## BERT overview

This notebook shows how to feed text data into a pre-trained BERT model.

In [1]:
from typing import (
    Tuple,
    List
)

import numpy as np

import torch

from transformers import (
    BertModel,
    BertTokenizer
)

## Load BERT model

In [2]:
# There is a huge list of pre-trained models in https://huggingface.co/models
# You can also pre-train yours and upload it!
pretrained_model_name = 'bert-base-cased'
tokenizer = BertTokenizer.from_pretrained(pretrained_model_name)

## Sentence example

In [3]:
sample_text = 'The black dog is sleeping on the couch'
sample_token_ids = tokenizer.encode(sample_text, add_special_tokens=True)

In [4]:
sample_token_ids

[101, 1109, 1602, 3676, 1110, 5575, 1113, 1103, 5943, 102]

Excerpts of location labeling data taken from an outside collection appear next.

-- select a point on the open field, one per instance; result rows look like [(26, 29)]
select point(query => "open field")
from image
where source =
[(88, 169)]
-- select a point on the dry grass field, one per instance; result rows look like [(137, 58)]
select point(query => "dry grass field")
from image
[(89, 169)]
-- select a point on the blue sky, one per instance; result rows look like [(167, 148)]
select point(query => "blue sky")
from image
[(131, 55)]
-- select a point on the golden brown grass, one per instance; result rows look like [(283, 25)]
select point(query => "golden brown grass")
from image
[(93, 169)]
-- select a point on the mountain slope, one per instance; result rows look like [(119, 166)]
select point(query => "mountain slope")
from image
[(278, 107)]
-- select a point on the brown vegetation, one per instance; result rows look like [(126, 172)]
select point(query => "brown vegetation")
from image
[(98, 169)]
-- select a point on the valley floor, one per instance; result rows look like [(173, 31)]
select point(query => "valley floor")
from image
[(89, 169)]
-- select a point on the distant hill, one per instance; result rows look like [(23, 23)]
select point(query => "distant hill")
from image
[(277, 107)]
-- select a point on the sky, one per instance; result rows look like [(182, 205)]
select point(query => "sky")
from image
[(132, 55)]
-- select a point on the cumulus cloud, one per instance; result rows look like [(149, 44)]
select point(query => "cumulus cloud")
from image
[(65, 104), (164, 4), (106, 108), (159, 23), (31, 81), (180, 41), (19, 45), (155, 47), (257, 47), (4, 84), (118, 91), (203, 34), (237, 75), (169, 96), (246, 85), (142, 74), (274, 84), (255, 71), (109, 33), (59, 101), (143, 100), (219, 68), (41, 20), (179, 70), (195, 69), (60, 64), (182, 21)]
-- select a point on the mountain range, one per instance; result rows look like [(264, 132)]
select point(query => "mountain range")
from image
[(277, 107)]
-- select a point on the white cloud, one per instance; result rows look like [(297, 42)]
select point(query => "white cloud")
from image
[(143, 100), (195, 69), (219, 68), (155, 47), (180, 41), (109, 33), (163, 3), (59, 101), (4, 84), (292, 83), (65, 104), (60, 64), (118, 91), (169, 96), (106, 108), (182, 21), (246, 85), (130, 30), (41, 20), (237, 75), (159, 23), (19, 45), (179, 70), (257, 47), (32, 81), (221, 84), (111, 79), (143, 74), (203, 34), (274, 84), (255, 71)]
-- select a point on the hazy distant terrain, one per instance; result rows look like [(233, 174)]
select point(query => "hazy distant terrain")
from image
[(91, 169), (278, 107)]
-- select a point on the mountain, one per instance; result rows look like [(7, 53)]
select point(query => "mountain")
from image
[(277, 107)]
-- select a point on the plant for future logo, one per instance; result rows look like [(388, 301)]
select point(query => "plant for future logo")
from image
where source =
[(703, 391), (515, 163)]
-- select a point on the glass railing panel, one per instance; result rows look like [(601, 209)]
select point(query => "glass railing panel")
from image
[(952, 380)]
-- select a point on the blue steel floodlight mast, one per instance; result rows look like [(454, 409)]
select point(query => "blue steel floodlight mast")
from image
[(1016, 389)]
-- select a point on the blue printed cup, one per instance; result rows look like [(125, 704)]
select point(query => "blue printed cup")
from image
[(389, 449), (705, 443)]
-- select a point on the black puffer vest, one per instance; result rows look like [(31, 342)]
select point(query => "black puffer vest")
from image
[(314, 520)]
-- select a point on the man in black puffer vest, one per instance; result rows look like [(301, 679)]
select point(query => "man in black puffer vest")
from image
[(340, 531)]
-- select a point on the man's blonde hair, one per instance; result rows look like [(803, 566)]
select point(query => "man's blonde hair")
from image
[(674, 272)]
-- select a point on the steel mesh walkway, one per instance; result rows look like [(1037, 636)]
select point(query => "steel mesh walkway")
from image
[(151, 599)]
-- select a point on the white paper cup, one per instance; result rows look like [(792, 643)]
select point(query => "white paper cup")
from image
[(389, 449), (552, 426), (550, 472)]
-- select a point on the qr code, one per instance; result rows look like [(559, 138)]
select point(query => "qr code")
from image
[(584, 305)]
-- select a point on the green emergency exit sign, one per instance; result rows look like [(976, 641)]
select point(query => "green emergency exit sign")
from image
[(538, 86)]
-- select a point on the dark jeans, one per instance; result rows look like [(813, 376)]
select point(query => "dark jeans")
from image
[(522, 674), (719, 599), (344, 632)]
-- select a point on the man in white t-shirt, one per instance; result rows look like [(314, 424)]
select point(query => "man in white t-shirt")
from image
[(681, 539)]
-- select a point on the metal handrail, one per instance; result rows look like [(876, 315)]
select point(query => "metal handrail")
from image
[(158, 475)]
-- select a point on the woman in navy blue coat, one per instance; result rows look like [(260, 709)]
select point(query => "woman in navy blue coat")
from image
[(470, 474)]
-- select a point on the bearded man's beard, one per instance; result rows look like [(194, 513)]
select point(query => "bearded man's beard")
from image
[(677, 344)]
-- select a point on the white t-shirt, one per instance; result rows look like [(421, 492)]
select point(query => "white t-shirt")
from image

What if we truncate the sentence?

In [5]:
tokenizer.encode(sample_text,
                 truncation=True,
                 max_length=5,
                 add_special_tokens=True)

[101, 1109, 1602, 3676, 102]

What if the expected sentence length is longer?

In [6]:
tokenizer.encode(sample_text,
                 truncation=True,
                 max_length=15,
                 padding='max_length',
                 add_special_tokens=True)

[101, 1109, 1602, 3676, 1110, 5575, 1113, 1103, 5943, 102, 0, 0, 0, 0, 0]

## Feeding data into BERT

We will visualize what BERT outputs.

Let's first load the model.

In [7]:
device = 'cuda' if torch.cuda.is_available() else 'cpu'
model = BertModel.from_pretrained(pretrained_model_name,
                                  output_hidden_states=True).to(device)

In [8]:
tokens_tensor = torch.tensor(sample_token_ids).unsqueeze(0).to(device)
last_hidden_state, pooled, hidden_states = model(tokens_tensor)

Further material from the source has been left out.